Ernawati binti Sujono
Keluarga menerima informasi bahwa Ernawati meninggal di Arab Saudi karena menenggak racun serangga. Tapi, keluarga TKI asal Desa Ngeseng, Karang Rowo, Kecamatan Undaan, Kabupaten Kudus ini menemukan kejanggalan. Ada banyak keganjilan pada kematian Erna. Menurut Yenny Larasati, kakak kandung korban, pihak keluarga tidak serta merta menerima alasan kematian yang diumumkan Pemerintah Arab Saudi. Keyakinan keluarga bukan tanpa alasan. Sebab,
sebelum dikabarkan meninggal, Ernawati pernah menghubungi keluarga dan mengatakan dirinya disiksa majikannya di Ryad.
Ruyati
Ini kisah TKI yang paling mengenaskan. Tak ada informasi ke Tanah Air, Ruyati sudah dipancung 18 Juni 2011. Keluarga malah mengetahui Ruyati sudah meregang nyawa di Arab Saudi dari lembaga swadaya masyarakat, bukan dari pemerintah. Keluarga Ruyati berang dan menyatakan pemerintah tidak memberikan bantuan hukum yang memadai saat Ruyati dililit persoalan hukum, pembunuhan di Arab Saudi. Menurut Direktur Eksekutif Migrant CARE, Anis Hidayah, pemancungan terjadi karena kelalaian negara yang tidak melaksanakan pembelaan hukum secara maksimal.
Darsem binti Dawud
TKI asal Jawa Barat ini berhasil lolos dari hukuman mati di Yaman karena kasus pembunuhan majikan.

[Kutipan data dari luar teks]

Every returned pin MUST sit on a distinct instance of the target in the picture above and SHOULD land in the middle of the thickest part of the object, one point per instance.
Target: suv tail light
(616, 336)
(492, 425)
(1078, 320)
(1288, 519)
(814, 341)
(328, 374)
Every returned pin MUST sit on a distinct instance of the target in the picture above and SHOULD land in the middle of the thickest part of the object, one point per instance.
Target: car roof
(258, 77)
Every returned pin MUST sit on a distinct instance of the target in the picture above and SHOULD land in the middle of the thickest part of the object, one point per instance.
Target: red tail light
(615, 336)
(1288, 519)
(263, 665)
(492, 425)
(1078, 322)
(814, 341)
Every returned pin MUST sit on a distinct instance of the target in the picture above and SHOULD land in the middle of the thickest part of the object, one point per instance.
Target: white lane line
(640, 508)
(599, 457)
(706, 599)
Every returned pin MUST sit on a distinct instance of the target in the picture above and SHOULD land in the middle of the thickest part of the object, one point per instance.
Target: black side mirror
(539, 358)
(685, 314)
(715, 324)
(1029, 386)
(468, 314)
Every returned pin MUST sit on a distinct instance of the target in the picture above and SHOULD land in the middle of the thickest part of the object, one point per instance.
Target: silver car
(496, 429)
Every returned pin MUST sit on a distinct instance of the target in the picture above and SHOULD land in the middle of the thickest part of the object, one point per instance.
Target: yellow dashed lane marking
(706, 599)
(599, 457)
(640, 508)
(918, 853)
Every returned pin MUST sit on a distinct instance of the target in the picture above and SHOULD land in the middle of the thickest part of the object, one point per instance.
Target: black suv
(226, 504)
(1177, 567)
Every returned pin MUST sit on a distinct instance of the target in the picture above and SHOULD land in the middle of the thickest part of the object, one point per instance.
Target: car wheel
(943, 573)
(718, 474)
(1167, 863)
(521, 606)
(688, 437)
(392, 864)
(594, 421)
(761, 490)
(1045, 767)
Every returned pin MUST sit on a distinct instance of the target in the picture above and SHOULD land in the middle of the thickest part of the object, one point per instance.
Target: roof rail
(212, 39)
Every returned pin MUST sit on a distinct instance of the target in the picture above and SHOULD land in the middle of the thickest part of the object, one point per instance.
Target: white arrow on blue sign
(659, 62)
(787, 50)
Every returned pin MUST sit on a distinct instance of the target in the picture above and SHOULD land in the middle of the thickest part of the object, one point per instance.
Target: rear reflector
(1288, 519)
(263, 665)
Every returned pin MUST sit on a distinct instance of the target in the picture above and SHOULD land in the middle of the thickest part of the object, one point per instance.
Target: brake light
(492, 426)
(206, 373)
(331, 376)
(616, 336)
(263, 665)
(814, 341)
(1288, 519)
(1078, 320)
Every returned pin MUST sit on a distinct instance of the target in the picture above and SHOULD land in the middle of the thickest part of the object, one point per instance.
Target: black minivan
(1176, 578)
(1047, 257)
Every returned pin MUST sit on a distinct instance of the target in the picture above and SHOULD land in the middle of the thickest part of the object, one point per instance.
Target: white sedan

Dia lolos setelah pemerintah RI menyerahkan uang diyat (uang pemaafan) senilai SR 2 juta riyal atau sebesar Rp 4,6 miliar untuk pembebasan Darsem. Namun, Darsem belakangan diterpa isu negatif saat pengacaranya mengungkapkan Darsem hidup mewah dari hasil uang yang dikumpulkan pemirsa tvOne. Meski kemudian ayah Darsem membantah.
Rosita binti Saadah
Satu lagi tenaga kerja Indonesia berhasil lolos dari pedang pancung di Timur Tengah, setelah didakwa membunuh, Agustus lalu. Yang ‘luar biasa’, Rosita binti Saadah, ibu satu anak yang beralamat di Batu Ampar, Jakarta itu, selamat pulang ke Tanah Air, tanpa bantuan apapun dari pemerintah. Dibebaskan setelah mendekam di Penjara Fujairah, Uni Emirat Arab, selama 20 bulan, Rosita mengaku sempat ditawari bekerja di rumah wakil kepala sipir. Tawaran itu
ditampik, dia pun dibelikan tiket pulang ke Indonesia. Tetapi pemerintah RI tidak tahu ia pulang.
Darwati
TKW Majalengka ini tewas di Arab Saudi setelah dihantam benda tumpul di sekujur tubuh. Dia tewas di toilet majikan. Berita Darwati dimuat di sebuah media lokal, Kamis, 31 Maret lalu. Korban, yang belakangan diketahui bernama Aan Darwati Binti Udin Encup berasal
dari Majalengka, Jawa Barat. Wanita berusia 37 tahun ini diduga dibunuh. Dihabisi di toilet rumah si tuan rumah di Kota Mekah, Arab Saudi. Polisi telah menemukan sejumlah petunjuk dari luka memar yang diduga benturan benda tumpul yang ditemukan di tubuh wanita malang ini. Termasuk memar di bahu dan lengan bawah. Atas dasar itu, Komisi Penyelidikan dan Penuntutan kota Makkah kemudian memeriksa majikan korban.